Tres poemas de El libro de la nave dorada (1926), de Alcides Spelucín

Alcides Spelucín (1897-1976) fue uno de nuestros poetas a quien la crítica de su tiempo elogió por la calidad de sus versos; sin embargo, la nuestra lo ha hecho caer en un relegamiento absurdo que, injustamente, sintoniza con el olvido. Perteneciente al denominado Grupo Norte ―antes Bohemia trujillana―, compartió canteras con personalidades como César Vallejo, Víctor Raúl Haya de La Torre o Antenor Orrego, quien, además, redacta un prólogo bastante sesudo ―como lo hiciera en su momento con Trilce (1923) ―, donde señala la presencia del mar como el elemento cardinal en la obra de Spelucín.

Su poemario El libro de la nave dorada (1926), publicado tardíamente, se inscribe, por el periodo de aparición, dentro de la eclosión de la vanguardia peruana; pese a ello, los poemas poseen un eco parnasiano y una fuerte impronta modernista que lo alejan de la prédica impulsada por los vanguardistas, motivo por el que su libro pasó desapercibido, salvo excepciones como las páginas dedicadas por Orrego o Mariátegui. En tal sentido, y siguiendo con el impulso de nuestras letras, ponemos a disposición tres poemas que dan muestra de la calidad literaria que Spelucín nos ofrece.

CARBÓN MARINO

A Pedro Valer

¡El barco abandonado parece un alma en pena!

Tiene el negro ungimiento de las hechicerías;

medrosa, de su casco se aleja esa sirena

que tienta de pecado a las marinerías.

 

En las mágicas noches, ―azul y luna llena―

hay a su bordo danzas de fantasmagorías,

al ritmo chirriante de una vieja cadena

que reza un oxidado responso de agonías.

 

Alma de exorcizado, perfil de misa negra,

parece que en las noches, taumaturgo, señala

con el largo trinquete fantasmal que lo integra,

 

La exodación de Lyra, el paso de Saturno,

y el gesto de esos mundos que nos tienden su escala

de anhelos infinitos entre el azul nocturno!

 

 

EL POEMA DE LAS HORAS

 

A Mario Spelucín

La hora increíble

 

 

Raros instrumentos obsequian al viento

notas prohibidas e incomprensibles…

¡Es la medianoche! Dedos invisibles

han lanzado el disco del encantamiento.

 

Su cara de enferma, que el embrujamiento

de la luna ha dado gestos apacibles,

levanta mi ánima!… ¡Y se oyen terribles

aullidos de perros que beben absento!

 

¡Palabras untadas de luz y armonía!…

¡Gritos cabalísticos de honda poesía!…

¡Caballos que piafan al soplo vernal!…

 

¡Estatuas perdidas, jardines lontanos,

y la eucaristía de unas finas manos

sobre la fogata que arde en mi frontal!

 

NO TE LLEVÉIS AL NIÑO…

 

¡No te llevéis al niño! ¡Sus manitas rosadas

te buscan en un tierno balbuceo de rezo!

¡Vuelve la celestía de sus claras miradas!

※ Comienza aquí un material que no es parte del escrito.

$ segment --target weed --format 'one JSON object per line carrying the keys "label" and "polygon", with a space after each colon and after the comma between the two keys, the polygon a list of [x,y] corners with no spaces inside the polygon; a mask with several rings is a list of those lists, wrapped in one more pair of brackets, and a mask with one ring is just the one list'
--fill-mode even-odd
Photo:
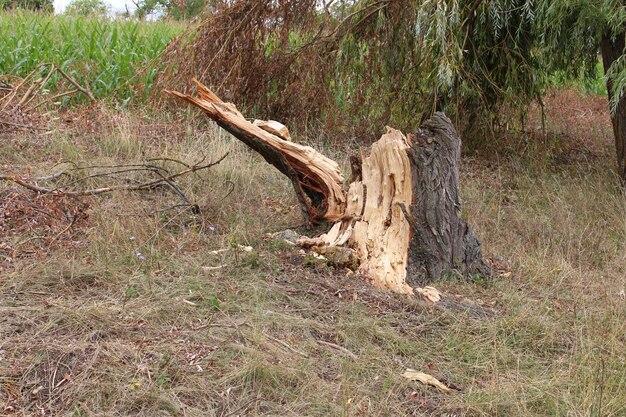
{"label": "weed", "polygon": [[124,297],[126,297],[126,299],[137,298],[139,297],[139,291],[137,291],[137,288],[129,286],[124,292]]}

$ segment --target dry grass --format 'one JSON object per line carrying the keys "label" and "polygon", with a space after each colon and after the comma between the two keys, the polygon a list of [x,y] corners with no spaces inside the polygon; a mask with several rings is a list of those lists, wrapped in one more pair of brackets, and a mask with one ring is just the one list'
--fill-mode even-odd
{"label": "dry grass", "polygon": [[[166,193],[90,199],[84,246],[18,256],[7,266],[0,275],[1,412],[626,412],[626,301],[619,295],[626,201],[604,153],[592,163],[530,152],[465,163],[467,216],[488,255],[512,271],[492,283],[437,285],[498,311],[475,319],[372,290],[267,239],[266,232],[300,222],[289,184],[213,128],[100,110],[70,125],[82,120],[93,133],[63,133],[66,127],[3,139],[0,169],[48,172],[63,158],[231,154],[181,181],[200,216],[155,213],[177,202]],[[609,138],[600,140],[608,149]],[[235,191],[225,197],[230,182]],[[254,250],[232,249],[238,244]],[[231,250],[209,252],[220,248]],[[407,367],[458,390],[445,395],[408,382],[401,377]]]}

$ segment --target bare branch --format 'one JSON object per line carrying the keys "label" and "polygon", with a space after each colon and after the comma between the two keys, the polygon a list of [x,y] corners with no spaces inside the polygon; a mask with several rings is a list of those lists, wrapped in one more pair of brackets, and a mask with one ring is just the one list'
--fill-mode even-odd
{"label": "bare branch", "polygon": [[[109,193],[109,192],[112,192],[112,191],[151,190],[151,189],[155,189],[157,187],[163,186],[163,185],[170,186],[170,188],[174,187],[177,190],[176,193],[179,194],[180,190],[172,184],[172,180],[174,180],[175,178],[181,177],[183,175],[189,174],[189,173],[193,173],[193,172],[200,171],[200,170],[203,170],[203,169],[211,168],[211,167],[219,164],[220,162],[222,162],[224,160],[224,158],[226,158],[226,156],[228,156],[228,152],[225,153],[221,158],[219,158],[215,162],[210,162],[210,163],[205,164],[205,165],[193,165],[193,166],[190,166],[189,168],[187,168],[187,169],[185,169],[183,171],[179,171],[179,172],[176,172],[174,174],[167,175],[167,176],[163,176],[162,174],[158,173],[158,171],[155,170],[155,167],[144,166],[145,170],[149,170],[151,172],[158,173],[158,175],[160,175],[161,178],[158,178],[158,179],[152,180],[152,181],[143,182],[143,183],[136,184],[136,185],[118,185],[118,186],[110,186],[110,187],[91,188],[91,189],[86,189],[86,190],[64,191],[64,190],[59,189],[59,188],[41,187],[41,186],[39,186],[39,185],[37,185],[35,183],[29,182],[28,180],[25,180],[25,179],[17,177],[17,176],[12,176],[12,175],[0,175],[0,181],[13,182],[15,184],[18,184],[18,185],[28,189],[28,190],[34,191],[36,193],[48,194],[48,195],[54,195],[54,196],[80,197],[80,196],[87,196],[87,195],[104,194],[104,193]],[[139,165],[137,165],[137,166],[139,166]],[[108,175],[111,175],[111,174],[112,173],[108,173]],[[102,176],[102,175],[106,175],[106,174],[94,174],[94,175],[86,176],[86,177],[83,177],[83,180],[84,179],[88,179],[88,178],[94,178],[96,176]],[[50,177],[52,177],[52,176],[50,176]],[[44,177],[44,178],[46,178],[46,177]],[[74,184],[75,182],[73,182],[72,184]],[[180,192],[180,194],[182,194],[182,192]],[[186,203],[189,203],[189,201],[186,198],[184,198],[184,200],[185,200]],[[190,204],[190,205],[194,206],[193,204]]]}
{"label": "bare branch", "polygon": [[89,97],[89,100],[91,100],[92,103],[96,101],[96,98],[93,96],[93,94],[91,94],[89,90],[78,84],[78,82],[76,82],[76,80],[68,75],[65,71],[63,71],[59,67],[57,67],[57,71],[59,71],[59,74],[61,74],[67,81],[74,84],[74,87],[76,87],[81,93]]}

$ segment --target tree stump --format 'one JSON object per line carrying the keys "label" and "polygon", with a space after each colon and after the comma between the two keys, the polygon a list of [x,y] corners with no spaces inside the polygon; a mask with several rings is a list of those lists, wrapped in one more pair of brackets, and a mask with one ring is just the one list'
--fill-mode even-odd
{"label": "tree stump", "polygon": [[352,158],[352,180],[344,191],[336,162],[255,126],[197,84],[200,97],[170,93],[202,108],[289,177],[309,224],[335,222],[327,233],[302,239],[303,246],[320,253],[350,248],[359,272],[399,293],[413,293],[445,274],[491,275],[480,241],[461,218],[461,140],[443,113],[407,136],[388,127],[369,155]]}

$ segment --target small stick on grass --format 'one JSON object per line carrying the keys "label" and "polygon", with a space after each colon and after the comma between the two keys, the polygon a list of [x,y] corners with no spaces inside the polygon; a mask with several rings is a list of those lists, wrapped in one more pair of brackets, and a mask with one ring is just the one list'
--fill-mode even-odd
{"label": "small stick on grass", "polygon": [[47,98],[47,99],[45,99],[45,100],[35,104],[35,106],[32,109],[28,109],[28,110],[36,110],[37,108],[39,108],[40,106],[43,106],[46,103],[49,103],[51,101],[53,102],[54,100],[56,100],[58,98],[61,98],[61,97],[70,96],[70,95],[76,93],[77,91],[78,91],[78,89],[75,88],[74,90],[65,91],[63,93],[55,94],[52,97],[49,97],[49,98]]}
{"label": "small stick on grass", "polygon": [[25,124],[21,124],[21,123],[12,123],[12,122],[8,122],[6,120],[0,120],[0,125],[13,126],[13,127],[18,128],[18,129],[46,130],[43,127],[37,127],[37,126],[33,126],[33,125],[25,125]]}
{"label": "small stick on grass", "polygon": [[336,344],[334,344],[334,343],[327,342],[327,341],[325,341],[325,340],[318,340],[318,341],[317,341],[317,343],[319,343],[320,345],[324,345],[324,346],[331,347],[331,348],[333,348],[333,349],[337,349],[338,351],[343,352],[343,353],[345,353],[346,355],[350,356],[350,357],[351,357],[352,359],[354,359],[354,360],[357,360],[357,359],[358,359],[358,356],[356,356],[354,353],[350,352],[348,349],[346,349],[346,348],[345,348],[345,347],[343,347],[343,346],[339,346],[339,345],[336,345]]}
{"label": "small stick on grass", "polygon": [[281,345],[281,346],[283,346],[283,347],[285,347],[285,348],[289,349],[289,350],[290,350],[290,351],[292,351],[293,353],[297,353],[298,355],[302,356],[303,358],[308,358],[308,357],[309,357],[309,355],[307,355],[306,353],[299,351],[298,349],[294,348],[294,347],[293,347],[293,346],[291,346],[289,343],[287,343],[287,342],[285,342],[285,341],[283,341],[283,340],[276,339],[275,337],[272,337],[272,336],[270,336],[270,335],[269,335],[269,334],[267,334],[267,333],[263,333],[263,336],[265,336],[265,337],[267,337],[268,339],[270,339],[270,340],[272,340],[272,341],[274,341],[274,342],[278,343],[279,345]]}
{"label": "small stick on grass", "polygon": [[52,66],[50,67],[50,71],[48,71],[48,75],[46,75],[45,78],[40,78],[38,80],[36,80],[28,89],[28,91],[26,92],[26,94],[24,94],[24,97],[22,97],[22,99],[20,100],[20,102],[18,103],[18,107],[26,107],[26,105],[28,103],[30,103],[33,98],[35,97],[34,95],[32,95],[36,90],[40,90],[50,79],[50,77],[52,77],[52,74],[54,73],[54,70],[56,69],[56,65],[52,64]]}
{"label": "small stick on grass", "polygon": [[96,98],[93,96],[93,94],[91,94],[91,91],[87,90],[86,88],[78,84],[78,82],[76,82],[74,78],[72,78],[69,74],[67,74],[61,68],[57,67],[57,71],[59,71],[59,74],[61,74],[67,81],[74,84],[74,87],[76,87],[81,93],[89,97],[89,100],[91,100],[92,103],[95,103]]}
{"label": "small stick on grass", "polygon": [[11,91],[6,96],[0,98],[0,103],[4,101],[4,105],[2,106],[2,109],[0,109],[0,111],[7,108],[7,106],[13,101],[13,99],[17,95],[17,92],[22,87],[22,85],[24,85],[26,81],[28,81],[37,72],[37,70],[43,67],[44,65],[48,65],[48,64],[41,63],[37,65],[25,78],[22,78],[21,81],[15,87],[13,87],[13,91]]}

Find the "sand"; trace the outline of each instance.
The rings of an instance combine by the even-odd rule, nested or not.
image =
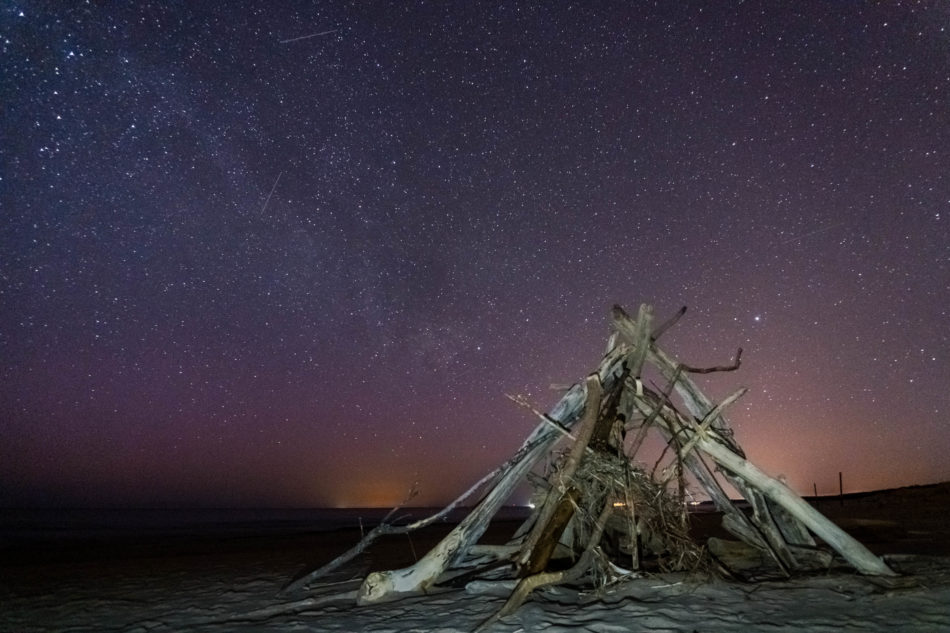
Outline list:
[[[902,576],[846,568],[793,580],[644,577],[599,593],[539,592],[499,632],[950,631],[950,484],[819,503]],[[709,517],[698,521],[712,529]],[[706,525],[709,524],[709,525]],[[487,535],[501,542],[516,524]],[[178,537],[4,552],[0,631],[471,631],[511,585],[476,582],[397,603],[356,607],[371,569],[411,563],[450,526],[390,537],[327,583],[277,596],[294,575],[356,542],[358,531],[212,539]]]

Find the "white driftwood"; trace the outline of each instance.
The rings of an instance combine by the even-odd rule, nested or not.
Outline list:
[[[628,351],[626,346],[620,345],[601,360],[597,374],[605,387],[613,384],[615,371]],[[574,385],[551,410],[549,417],[570,428],[580,416],[586,400],[584,386]],[[503,474],[494,488],[455,529],[414,565],[367,576],[357,594],[357,604],[388,602],[428,590],[446,569],[465,556],[468,548],[481,538],[489,521],[511,496],[521,479],[560,438],[561,434],[550,424],[542,422],[538,425],[515,457],[502,467]]]
[[[548,523],[550,523],[551,518],[557,511],[561,498],[567,492],[567,486],[570,484],[574,472],[580,465],[584,452],[589,448],[588,444],[590,443],[590,438],[594,434],[594,427],[597,424],[597,415],[600,413],[600,398],[602,393],[600,378],[597,374],[592,374],[587,377],[584,384],[587,390],[587,401],[584,405],[584,417],[581,419],[580,428],[577,430],[577,440],[571,447],[571,452],[568,453],[564,464],[555,474],[557,480],[550,481],[551,488],[548,490],[548,495],[544,501],[541,513],[538,515],[537,522],[534,524],[534,529],[531,530],[525,538],[521,546],[521,553],[515,561],[520,566],[526,565],[528,559],[531,558],[535,547],[537,547],[545,529],[548,527]]]
[[[410,523],[409,525],[398,526],[398,525],[393,525],[389,523],[389,518],[392,515],[394,515],[396,511],[399,510],[401,507],[401,506],[396,506],[389,512],[389,514],[386,515],[382,523],[380,523],[375,528],[370,530],[370,532],[366,536],[360,539],[359,543],[357,543],[356,545],[354,545],[353,547],[351,547],[344,553],[340,554],[339,556],[331,560],[329,563],[326,563],[325,565],[317,568],[316,570],[311,571],[310,573],[305,574],[301,576],[300,578],[297,578],[296,580],[291,581],[286,586],[284,586],[283,589],[280,590],[280,593],[295,591],[297,589],[306,587],[307,585],[312,583],[314,580],[329,574],[330,572],[339,568],[341,565],[353,560],[359,554],[362,554],[364,551],[366,551],[366,549],[370,545],[373,544],[374,541],[376,541],[376,539],[378,539],[381,536],[384,536],[387,534],[409,534],[410,532],[413,532],[415,530],[431,525],[440,519],[444,519],[446,516],[448,516],[449,512],[454,510],[460,503],[462,503],[463,501],[468,499],[470,496],[472,496],[483,485],[485,485],[489,481],[494,480],[495,477],[498,476],[500,471],[501,471],[500,468],[496,468],[492,472],[488,473],[487,475],[479,479],[472,487],[470,487],[464,493],[459,495],[454,501],[452,501],[452,503],[445,506],[444,508],[439,510],[437,513],[429,517],[426,517],[424,519],[420,519],[418,521]]]
[[[472,545],[469,548],[468,553],[475,557],[488,558],[492,560],[501,560],[502,558],[509,558],[512,554],[515,554],[520,547],[517,543],[509,543],[507,545]]]
[[[696,446],[696,442],[699,441],[700,436],[705,435],[706,431],[709,430],[710,425],[712,425],[713,420],[715,420],[722,413],[723,409],[727,406],[741,398],[748,391],[746,387],[742,387],[728,398],[716,405],[716,408],[706,414],[706,418],[695,427],[695,435],[686,442],[682,448],[679,449],[680,459],[685,459],[686,455],[689,454],[693,447]]]
[[[653,306],[647,303],[641,303],[637,311],[636,325],[633,332],[630,333],[628,343],[633,346],[633,350],[627,356],[630,375],[639,378],[643,371],[643,363],[646,362],[647,355],[650,352],[650,330],[653,326]]]
[[[830,545],[842,558],[862,574],[872,576],[895,576],[883,560],[872,554],[864,545],[852,538],[823,514],[815,510],[788,486],[774,477],[769,477],[748,460],[739,457],[718,442],[700,438],[699,450],[712,457],[717,464],[741,477],[750,486],[783,507],[805,527]]]

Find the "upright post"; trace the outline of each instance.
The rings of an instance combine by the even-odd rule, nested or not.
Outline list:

¡Que sepa mis caricias y comprenda mi beso!

 

Como un Eros heleno él ha sido travieso;

sus cabellos de oro los tejieron la hadas…

¿Cómo es posible entonces que le hayan hecho preso

los tan oscuros lazos de fuerzas ignoradas?

 

¡Anímalo, Dios mío! ¡Que sea el mismo infante

inquieto y pequeñito, cariñoso y amante,

que me ha dado este fuego lacerado de Amor!

 

¡Ahuyenta de su carne ese obscuro desmayo,

y en la rubia mañana de algún jocundo mayo

te llevará sus rosas más fragantes, Señor!

 

Fuente:

Spelucín, Alcides (1986 [1926]). El libro de la nave dorada. Lima: Instituto Nacional de Cultura.